U(1) symmetries play a central role in constructing phenomenologically viable F-theory compactifications that realize Grand Unified Theories (GUTs). In F-theory, gauge symmetries with abelian gauge factors are modeled by singular elliptic fibrations with additional rational sections, i.e. a non-trivial Mordell-Weil rank. To determine the full scope of possible low energy theories with abelian gauge factors, which allow for an F-theory realization, it is central to obtain a comprehensive list of all singular elliptic fibrations with extra sections. We answer this question for the case of one abelian factor by applying Tate's algorithm to the elliptic fiber realized as a quartic in the weighted projective space P^{(1,1,2)}, which guarantees, in addition to the zero section, the existence of an additional rational section. The algorithm gives rise to a tree-like enhancement structure, where each fiber is characterized by a Kodaira fiber type, that governs the non-abelian gauge factor, and the separation of the two sections. We determine Tate-like forms for elliptic fibrations with one extra section for all Kodaira fiber types. In addition to standard Tate forms that are determined by the vanishing order of the coefficient sections in the quartic (so-called canonical models),the algorithm also gives rise to fibrations that require non-trivial relations among the coefficient sections. Such non-canonical models have phenomenologically interesting properties, as they allow for a richer charged matter content, and thus codimension two fiber structure, than the canonical models that have been considered thus far in the literature. As an application we determine the complete set of codimension one fibers types, matter spectra, both canonical and non-canonical, for SU(5) x U(1) models.

Figures (13)

• Figure 1: The Tate tree for $\mathbb{P}^{(1,1,2)}$, up until and including the $O(z^5)$ discriminant fibers. Black lines are irreducible fiber components of the singular fibers, red nodes show where the sections intersect the irreducible components. Fiber types with green corners are non-canonical models. From each of these, there is another branch of the tree sprouting off, with multiply non-canonical fiber types. Enhancements from type $II, III, IV$ are not shown, but discussed in the text.

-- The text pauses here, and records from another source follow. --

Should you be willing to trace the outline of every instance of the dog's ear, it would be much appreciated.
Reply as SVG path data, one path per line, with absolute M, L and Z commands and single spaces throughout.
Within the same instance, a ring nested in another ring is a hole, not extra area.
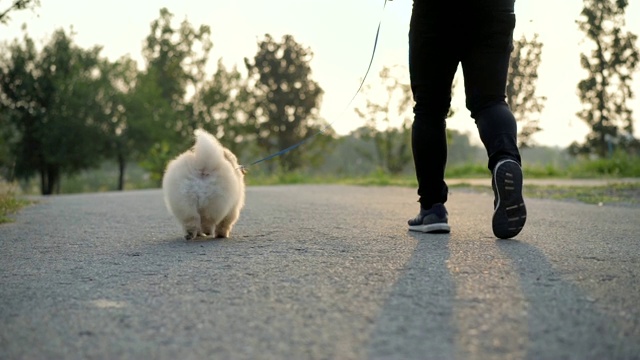
M 232 165 L 238 165 L 238 158 L 227 148 L 224 148 L 224 158 Z

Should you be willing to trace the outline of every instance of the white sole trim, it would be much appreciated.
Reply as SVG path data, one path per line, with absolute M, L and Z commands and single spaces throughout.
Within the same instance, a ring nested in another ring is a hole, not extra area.
M 450 232 L 451 227 L 449 224 L 440 223 L 440 224 L 429 224 L 429 225 L 410 225 L 410 231 L 419 231 L 423 233 L 432 233 L 432 232 Z

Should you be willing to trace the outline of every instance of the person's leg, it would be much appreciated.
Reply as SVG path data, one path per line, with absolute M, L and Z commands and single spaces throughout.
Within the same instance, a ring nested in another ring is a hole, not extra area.
M 462 58 L 467 108 L 489 156 L 495 194 L 493 233 L 511 238 L 527 219 L 516 120 L 505 102 L 515 15 L 502 9 L 470 15 L 468 23 L 469 46 Z
M 467 108 L 493 170 L 500 159 L 520 163 L 516 119 L 505 101 L 515 15 L 509 11 L 471 15 L 467 51 L 462 57 Z
M 451 85 L 458 59 L 448 14 L 416 5 L 409 29 L 409 73 L 415 101 L 411 147 L 423 209 L 447 201 L 444 181 L 447 162 L 446 117 L 451 105 Z

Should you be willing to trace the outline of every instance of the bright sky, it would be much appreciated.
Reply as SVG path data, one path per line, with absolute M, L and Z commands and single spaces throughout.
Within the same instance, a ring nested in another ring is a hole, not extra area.
M 0 9 L 10 0 L 0 0 Z M 167 7 L 175 14 L 175 25 L 187 19 L 195 27 L 204 24 L 212 29 L 213 49 L 210 63 L 222 58 L 226 65 L 252 58 L 257 41 L 266 33 L 280 40 L 292 34 L 297 42 L 311 48 L 312 77 L 324 89 L 321 115 L 332 122 L 340 134 L 362 125 L 349 100 L 364 76 L 378 21 L 382 29 L 376 57 L 367 83 L 375 85 L 383 66 L 407 63 L 407 33 L 411 0 L 394 0 L 382 11 L 383 0 L 162 0 L 162 1 L 86 1 L 41 0 L 35 11 L 14 12 L 8 25 L 0 25 L 0 41 L 21 37 L 20 27 L 27 23 L 29 35 L 37 41 L 48 40 L 57 28 L 76 32 L 75 40 L 83 47 L 102 45 L 103 55 L 117 59 L 129 54 L 142 63 L 141 49 L 150 32 L 150 23 L 159 10 Z M 535 137 L 542 145 L 567 146 L 582 142 L 588 128 L 575 116 L 580 109 L 576 86 L 584 77 L 580 68 L 579 46 L 582 33 L 575 20 L 582 9 L 579 0 L 517 0 L 516 37 L 540 34 L 544 47 L 539 68 L 538 95 L 547 96 L 541 118 L 541 131 Z M 627 9 L 628 29 L 640 35 L 640 4 L 631 2 Z M 638 44 L 640 46 L 640 44 Z M 460 77 L 460 72 L 458 73 Z M 640 73 L 634 90 L 640 96 Z M 408 78 L 408 75 L 407 75 Z M 453 107 L 456 115 L 449 127 L 468 132 L 479 143 L 473 120 L 464 107 L 462 79 L 458 79 Z M 640 98 L 631 107 L 636 118 L 636 136 L 640 136 Z

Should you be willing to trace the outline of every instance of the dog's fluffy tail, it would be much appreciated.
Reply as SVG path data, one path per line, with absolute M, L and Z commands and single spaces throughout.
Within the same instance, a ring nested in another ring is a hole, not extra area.
M 224 161 L 224 149 L 218 139 L 208 132 L 197 129 L 194 132 L 196 136 L 196 145 L 193 150 L 195 152 L 194 165 L 196 169 L 213 169 Z

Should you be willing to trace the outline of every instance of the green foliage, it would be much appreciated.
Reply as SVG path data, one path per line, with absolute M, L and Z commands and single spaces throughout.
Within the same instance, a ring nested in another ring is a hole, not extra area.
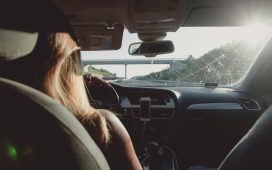
M 109 72 L 108 70 L 105 69 L 97 69 L 92 66 L 88 67 L 88 73 L 91 75 L 95 75 L 98 77 L 103 77 L 106 79 L 111 79 L 111 78 L 116 78 L 116 74 Z
M 136 77 L 137 80 L 172 80 L 195 83 L 220 83 L 230 85 L 239 81 L 254 60 L 259 45 L 254 48 L 244 41 L 234 41 L 213 49 L 199 58 L 189 56 L 185 67 Z M 171 66 L 170 66 L 171 67 Z

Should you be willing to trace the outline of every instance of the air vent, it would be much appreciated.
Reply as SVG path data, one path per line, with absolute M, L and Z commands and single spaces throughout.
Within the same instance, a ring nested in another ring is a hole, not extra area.
M 164 99 L 165 99 L 166 103 L 170 103 L 170 97 L 165 97 Z
M 237 98 L 247 110 L 261 110 L 257 101 L 249 98 Z
M 151 119 L 172 119 L 174 117 L 174 109 L 151 109 Z M 140 117 L 140 109 L 133 109 L 132 115 L 135 118 Z
M 129 96 L 129 102 L 132 105 L 140 105 L 140 98 L 142 96 Z M 151 105 L 166 105 L 165 98 L 159 96 L 152 96 L 151 97 Z

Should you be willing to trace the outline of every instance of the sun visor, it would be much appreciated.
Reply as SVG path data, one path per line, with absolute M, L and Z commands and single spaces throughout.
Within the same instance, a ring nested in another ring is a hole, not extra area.
M 81 50 L 118 50 L 121 48 L 124 26 L 105 24 L 73 26 Z

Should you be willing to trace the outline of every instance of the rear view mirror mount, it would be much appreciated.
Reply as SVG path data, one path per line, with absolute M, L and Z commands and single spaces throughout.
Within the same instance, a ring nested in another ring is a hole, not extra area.
M 151 41 L 137 42 L 129 46 L 129 55 L 145 57 L 155 57 L 159 54 L 168 54 L 174 52 L 174 44 L 172 41 Z

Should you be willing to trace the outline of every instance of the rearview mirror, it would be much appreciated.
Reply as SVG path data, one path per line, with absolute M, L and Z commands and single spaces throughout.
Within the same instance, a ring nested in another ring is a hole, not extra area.
M 152 41 L 132 43 L 128 52 L 130 55 L 144 55 L 145 57 L 155 57 L 159 54 L 168 54 L 174 52 L 172 41 Z

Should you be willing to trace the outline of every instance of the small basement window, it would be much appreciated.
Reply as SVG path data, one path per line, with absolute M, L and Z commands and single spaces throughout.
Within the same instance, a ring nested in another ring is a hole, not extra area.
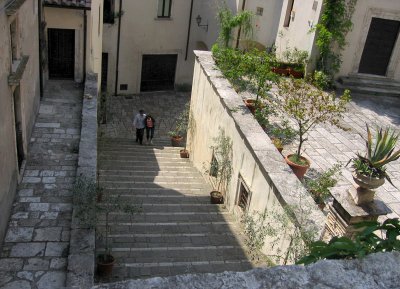
M 170 18 L 171 17 L 171 3 L 172 0 L 158 0 L 158 18 Z
M 103 23 L 114 23 L 114 0 L 104 0 Z
M 256 15 L 262 16 L 263 13 L 264 13 L 264 8 L 262 8 L 262 7 L 257 7 Z
M 294 6 L 294 0 L 288 0 L 288 5 L 286 7 L 285 21 L 283 22 L 283 27 L 289 27 L 289 25 L 290 25 L 293 6 Z
M 210 165 L 210 176 L 217 177 L 218 176 L 218 161 L 215 155 L 212 156 L 211 165 Z
M 242 209 L 243 212 L 247 212 L 250 204 L 250 190 L 243 181 L 242 177 L 239 176 L 239 198 L 237 205 Z

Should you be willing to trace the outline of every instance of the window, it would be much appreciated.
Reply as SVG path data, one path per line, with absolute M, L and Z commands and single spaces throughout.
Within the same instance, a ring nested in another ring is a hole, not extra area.
M 213 155 L 211 159 L 210 176 L 215 178 L 218 176 L 218 161 L 215 155 Z
M 103 23 L 114 23 L 114 0 L 104 0 Z
M 172 0 L 158 0 L 158 18 L 171 17 L 171 2 Z
M 237 205 L 242 209 L 243 212 L 246 212 L 249 208 L 250 202 L 250 191 L 247 185 L 244 183 L 241 176 L 239 176 L 239 198 Z
M 286 8 L 286 15 L 285 15 L 285 21 L 283 22 L 283 27 L 289 27 L 290 25 L 290 19 L 293 12 L 293 5 L 294 5 L 294 0 L 288 0 L 288 6 Z
M 264 8 L 262 7 L 257 7 L 256 15 L 262 16 L 264 13 Z
M 11 39 L 11 59 L 12 61 L 19 59 L 18 54 L 18 33 L 17 19 L 10 24 L 10 39 Z

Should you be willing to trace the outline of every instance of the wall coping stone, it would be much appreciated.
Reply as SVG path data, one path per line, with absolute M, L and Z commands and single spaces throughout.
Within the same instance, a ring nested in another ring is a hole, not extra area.
M 388 289 L 399 288 L 400 253 L 377 253 L 355 260 L 322 260 L 307 266 L 276 266 L 247 272 L 188 274 L 127 280 L 92 289 Z
M 226 108 L 226 113 L 233 119 L 237 131 L 259 164 L 260 170 L 271 183 L 271 186 L 274 187 L 273 191 L 281 205 L 292 206 L 295 212 L 300 204 L 311 208 L 308 215 L 309 222 L 306 226 L 310 225 L 317 228 L 318 238 L 321 238 L 325 228 L 325 215 L 318 209 L 303 184 L 297 179 L 282 155 L 272 144 L 269 136 L 245 106 L 241 96 L 236 93 L 230 82 L 216 67 L 211 52 L 196 50 L 194 53 L 215 93 L 220 96 L 221 104 Z M 300 195 L 301 198 L 299 198 Z
M 96 182 L 97 177 L 97 74 L 86 76 L 82 105 L 77 177 Z M 94 284 L 95 231 L 81 226 L 72 213 L 67 286 L 87 289 Z

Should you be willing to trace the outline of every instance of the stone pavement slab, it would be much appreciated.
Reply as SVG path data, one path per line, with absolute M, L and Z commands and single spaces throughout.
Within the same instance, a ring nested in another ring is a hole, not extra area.
M 49 81 L 0 255 L 1 289 L 65 287 L 82 89 Z

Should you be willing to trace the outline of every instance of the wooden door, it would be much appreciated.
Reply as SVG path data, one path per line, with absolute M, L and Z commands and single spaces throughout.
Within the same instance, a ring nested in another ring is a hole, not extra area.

• Figure 3: $I_3^{(01)}$ and $I_3^{(0|1)}$ fibers. The black lines correspond to the $\mathbb{P}^1$ fiber components, and the red nodes to the two sections, $\sigma_0$ and $\sigma_1$. Due to the symmetry of the diagram, there are only two distinct distributions of the two sections.
• Figure 4: $III^{(01)}$ and $III^{(0|1)}$ fibers, again with black lines corresponding to the fiber components, and the red dots to the extra sections.
• Figure 5: From left to right, showing the $I_4^{(01)}$, $I_4^{(0|1)}$ and $I_4^{(0||1)}$ fibers, respectively, with sections indicated by the red nodes.
• Figure 6: $IV^{(01)}$ and $IV^{(0|1)}$ fibers.